Clearly, Sorcery wasn't as simple as weaving spells. It had several different disciplines within that broad definition, and it would take many, many years of study to come to an understanding of his own abilities. Weaving spells was just one of the aspects of Sorcery.

But thoughts of the future yielded to thoughts of the present. They were still travelling northwest, and Tarrin was still looking for an ideal place to stop, an ideal battleground that would stack the deck in his favor. Jegojah was coming, and he was just starting to feel… twinges, little variances in the Weave that he thought were being caused by something unnatural. That could be Jegojah, for it was an undead being, and it was also possessed of formidable magical abilities. He couldn't pin a location to that feeling, but it was not close. That was all he could tell. But if it was close enough for him to sense it, then it had to be a maximum of twelve days away. That was when he started feeling the crown of the Aeradalla. And since the crown was such an incredibly powerful artifact, he doubted that he would feel Jegojah coming from a similar distance. Jegojah's probable effect on the Weave was nowhere near that. That meant to him that Jegojah was much closer than twelve days away, if that sense was actually him. That made finding a suitable location to challenge the Doomwalker his highest priority, because he would take no chances in this.

Jegojah was… special. It had killed Faalken, nearly killed his family, and had hounded and tortured him for years, by either deed or fear. It was going to end. This would be the last time he crossed swords with Jegojah, one way or another. Thinking of it made his hackles rise, but it also made him remember the vision that the Goddess had given him about Jegojah. That Faalken had been standing in front of the Doomwalker, his decayed body making it obvious he was a corpse, holding a flaming sword. What did it mean? Was it a warning for him not to get too carried away? Would Faalken's memory interfere somehow, as the vision suggested, or would it cause him to come into danger? Just thinking about that fateful day when Jegojah killed Faalken, killed him because Tarrin had lost control, made him suddenly furious. Jegojah had killed Faalken, but Tarrin had abandoned him to his death just so he could destroy Jegojah. The anger was directed at Jegojah, but some of it was focused on himself. That day had shown him the consequences of his actions. That day, his rage had cost him a friend, and caused him to vow that no one else was going to die if he could help it. Killing Jegojah would bring closure to him, he felt. Destroying the Doomwalker once and for all would avenge Faalken, and would act as atonement for allowing the valiant Knight to die. Jegojah was a physical embodiment of the demons that had plagued Tarrin since becoming Were, and he meant to destroy the Doomwalker, and them, and vanquish those demons back to the nether realms.

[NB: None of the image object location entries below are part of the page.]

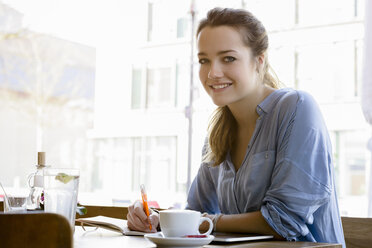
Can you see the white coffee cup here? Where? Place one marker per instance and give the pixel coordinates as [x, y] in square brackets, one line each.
[179, 223]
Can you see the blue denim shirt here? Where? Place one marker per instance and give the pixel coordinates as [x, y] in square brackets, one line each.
[287, 173]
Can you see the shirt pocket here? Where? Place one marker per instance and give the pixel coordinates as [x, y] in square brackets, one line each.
[257, 179]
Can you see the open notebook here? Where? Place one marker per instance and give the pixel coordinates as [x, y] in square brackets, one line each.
[113, 224]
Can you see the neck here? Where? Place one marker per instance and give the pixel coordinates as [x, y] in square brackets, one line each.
[244, 111]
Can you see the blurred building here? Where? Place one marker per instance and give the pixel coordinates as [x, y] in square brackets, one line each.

They stopped for lunch and to wait out the heat of the day in the shade of a large overhanging rock, then moved on again. The hilly terrain of the desert became progressively more and more rocky, and rugged foothills of respecatable size had begun to show through the heat haze that made looking at distance in the desert an uncertain pasttime. Tarrin and Sarraya found themselves running from valley to valley to avoid climbing the steeper and steeper hillsides, moving through terrain that very nearly seemed mountainous.